Saat dikonfirmasi, Wakil Menteri Pariwisata, Ni Luh Puspa mengatakan, saat ini pihaknya masih mengkaji berbagai persoalan yang tengah dihadapi industri pariwisata Indonesia, termasuk masalah keberadaan OTA asing tersebut.

"Semua isu yang lagi dikeluhkan teman-teman industri pariwisata atau isu-isu yang krusial lainnya, itu masih dalam proses kajian kita. Tentu semua akan kita pelajari, sementara ini sedang didiskusikan," kata Ni Luh di Kementerian BUMN, Jakarta, Kamis, 31 Oktober 2024.

Astindo Travel Fair 2024 Digelar di Deli Park Medan.(B.S.Putra/VIVA)

Photo :
  • VIVA.co.id/B.S. Putra (Medan)

Karena semua masalah di industri pariwisata Indonesia itu masih akan dibahas Kemenpar pekan ini, Ni Luh pun berjanji pihaknya akan segera menyampaikan perkembangan selanjutnya.

"Itu top urgency kami, dan sedang kita bahas. Pasti akan kami update secepatnya. Seminggu ini kita sedang mengkaji semuanya," ujarnya.

Diketahui, sebelumnya Sekretaris Jenderal Perhimpunan Hotel dan Restoran Indonesia (PHRI), Maulana Yusran mengatakan, salah satu masalah sektor pariwisata Indonesia yakni terkait keberadaan OTA asing.

Dimana, mereka tidak memiliki Badan Usaha Tetap (BUT) di Indonesia, sehingga para OTA asing itu pun tidak membayar pajak dan merugikan industri pariwisata lokal.

Pameran traveling.

Photo :
  • ist

"OTA asing ini tidak memiliki NPWP, jadi industri lokal yang akhirnya harus menanggung pajak sebesar 20 persen. Ini beban besar," kata Yusran.

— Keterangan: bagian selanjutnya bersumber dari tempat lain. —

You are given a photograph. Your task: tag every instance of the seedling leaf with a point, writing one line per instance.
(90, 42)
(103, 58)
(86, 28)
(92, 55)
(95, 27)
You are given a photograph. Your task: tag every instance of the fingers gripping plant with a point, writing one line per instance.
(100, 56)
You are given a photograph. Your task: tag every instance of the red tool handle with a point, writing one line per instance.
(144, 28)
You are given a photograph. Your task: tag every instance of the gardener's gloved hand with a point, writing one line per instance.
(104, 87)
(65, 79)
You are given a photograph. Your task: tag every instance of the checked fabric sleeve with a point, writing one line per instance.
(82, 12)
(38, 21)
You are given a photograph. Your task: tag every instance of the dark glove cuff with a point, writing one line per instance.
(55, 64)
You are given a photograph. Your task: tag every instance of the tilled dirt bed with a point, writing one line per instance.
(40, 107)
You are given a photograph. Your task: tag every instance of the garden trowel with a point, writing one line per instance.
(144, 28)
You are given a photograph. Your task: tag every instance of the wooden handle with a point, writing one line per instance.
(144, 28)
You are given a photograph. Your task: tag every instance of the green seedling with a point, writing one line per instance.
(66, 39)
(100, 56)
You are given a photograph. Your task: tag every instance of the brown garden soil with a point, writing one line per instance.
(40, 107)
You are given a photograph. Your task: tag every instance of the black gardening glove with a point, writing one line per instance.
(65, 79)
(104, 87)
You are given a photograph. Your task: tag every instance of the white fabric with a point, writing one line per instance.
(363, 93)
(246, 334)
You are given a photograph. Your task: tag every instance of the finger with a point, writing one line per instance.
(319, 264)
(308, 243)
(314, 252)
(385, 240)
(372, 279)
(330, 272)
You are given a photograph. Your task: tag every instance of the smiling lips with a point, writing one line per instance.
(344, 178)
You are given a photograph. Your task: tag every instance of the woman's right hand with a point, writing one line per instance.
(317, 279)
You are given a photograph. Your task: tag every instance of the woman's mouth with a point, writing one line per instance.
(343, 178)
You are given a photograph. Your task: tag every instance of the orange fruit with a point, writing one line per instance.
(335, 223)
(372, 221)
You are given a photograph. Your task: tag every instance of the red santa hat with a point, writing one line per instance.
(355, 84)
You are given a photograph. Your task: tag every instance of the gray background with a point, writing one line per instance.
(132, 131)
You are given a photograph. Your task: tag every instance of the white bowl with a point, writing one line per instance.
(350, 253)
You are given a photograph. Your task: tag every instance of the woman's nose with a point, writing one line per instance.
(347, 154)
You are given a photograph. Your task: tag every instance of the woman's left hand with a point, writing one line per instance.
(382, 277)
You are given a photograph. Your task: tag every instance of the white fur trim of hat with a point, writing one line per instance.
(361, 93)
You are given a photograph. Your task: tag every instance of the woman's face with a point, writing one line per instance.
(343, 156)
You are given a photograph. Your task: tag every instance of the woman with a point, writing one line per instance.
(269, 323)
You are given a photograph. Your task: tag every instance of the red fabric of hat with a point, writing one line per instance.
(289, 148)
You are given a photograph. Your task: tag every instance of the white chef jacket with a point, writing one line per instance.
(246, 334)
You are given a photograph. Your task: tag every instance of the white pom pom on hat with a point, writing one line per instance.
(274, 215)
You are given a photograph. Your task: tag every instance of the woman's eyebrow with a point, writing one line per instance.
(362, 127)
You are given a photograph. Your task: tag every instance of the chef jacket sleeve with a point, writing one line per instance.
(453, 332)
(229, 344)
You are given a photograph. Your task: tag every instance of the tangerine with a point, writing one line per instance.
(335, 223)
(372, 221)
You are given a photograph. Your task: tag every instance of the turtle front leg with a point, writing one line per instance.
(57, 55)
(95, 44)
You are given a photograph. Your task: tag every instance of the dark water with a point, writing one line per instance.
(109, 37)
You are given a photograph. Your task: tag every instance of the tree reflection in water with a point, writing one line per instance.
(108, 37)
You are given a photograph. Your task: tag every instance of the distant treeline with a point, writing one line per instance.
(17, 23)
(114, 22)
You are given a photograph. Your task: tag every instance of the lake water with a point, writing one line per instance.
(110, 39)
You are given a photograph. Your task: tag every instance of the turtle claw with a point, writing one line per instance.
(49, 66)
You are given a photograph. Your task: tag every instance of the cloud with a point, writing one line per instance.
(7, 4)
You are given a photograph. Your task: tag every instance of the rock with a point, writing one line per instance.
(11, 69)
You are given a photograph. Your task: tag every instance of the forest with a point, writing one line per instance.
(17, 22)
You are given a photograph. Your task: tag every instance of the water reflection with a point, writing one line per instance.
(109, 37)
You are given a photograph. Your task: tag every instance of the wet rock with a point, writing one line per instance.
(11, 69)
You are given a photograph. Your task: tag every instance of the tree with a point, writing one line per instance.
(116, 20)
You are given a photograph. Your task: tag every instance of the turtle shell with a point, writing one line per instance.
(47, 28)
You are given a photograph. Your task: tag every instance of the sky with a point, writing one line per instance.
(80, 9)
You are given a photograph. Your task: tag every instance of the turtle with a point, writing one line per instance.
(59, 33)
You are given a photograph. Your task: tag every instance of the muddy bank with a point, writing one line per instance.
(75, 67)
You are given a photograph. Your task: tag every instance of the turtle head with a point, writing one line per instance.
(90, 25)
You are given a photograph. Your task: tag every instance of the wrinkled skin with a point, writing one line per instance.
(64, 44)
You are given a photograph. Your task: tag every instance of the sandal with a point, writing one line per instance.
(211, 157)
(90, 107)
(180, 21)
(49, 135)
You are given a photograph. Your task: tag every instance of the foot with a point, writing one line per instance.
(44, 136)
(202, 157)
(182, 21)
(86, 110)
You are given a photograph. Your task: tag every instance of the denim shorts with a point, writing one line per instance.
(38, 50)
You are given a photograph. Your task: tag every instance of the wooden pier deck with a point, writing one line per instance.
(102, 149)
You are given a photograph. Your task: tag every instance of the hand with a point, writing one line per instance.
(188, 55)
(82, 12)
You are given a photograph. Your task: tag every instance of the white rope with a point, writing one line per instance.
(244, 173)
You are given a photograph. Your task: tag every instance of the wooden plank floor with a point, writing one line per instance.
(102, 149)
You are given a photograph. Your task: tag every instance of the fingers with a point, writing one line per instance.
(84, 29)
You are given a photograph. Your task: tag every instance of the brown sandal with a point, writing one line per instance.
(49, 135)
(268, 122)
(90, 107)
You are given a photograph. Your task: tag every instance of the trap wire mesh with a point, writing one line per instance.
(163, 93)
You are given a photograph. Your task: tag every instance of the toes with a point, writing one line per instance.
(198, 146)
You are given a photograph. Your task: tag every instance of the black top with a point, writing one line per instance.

Menurutnya, OTA asing tidak membayar Pajak Pertambahan Nilai (PPN) 11 persen seperti yang diwajibkan pada penyedia jasa di Indonesia. Padahal, aturan akomodasi perjalanan telah menentukan bahwa komisi yang diterima OTA asing bisa mencapai 18 persen, namun mereka tidak dikenakan pajak komisi 1,1 persen.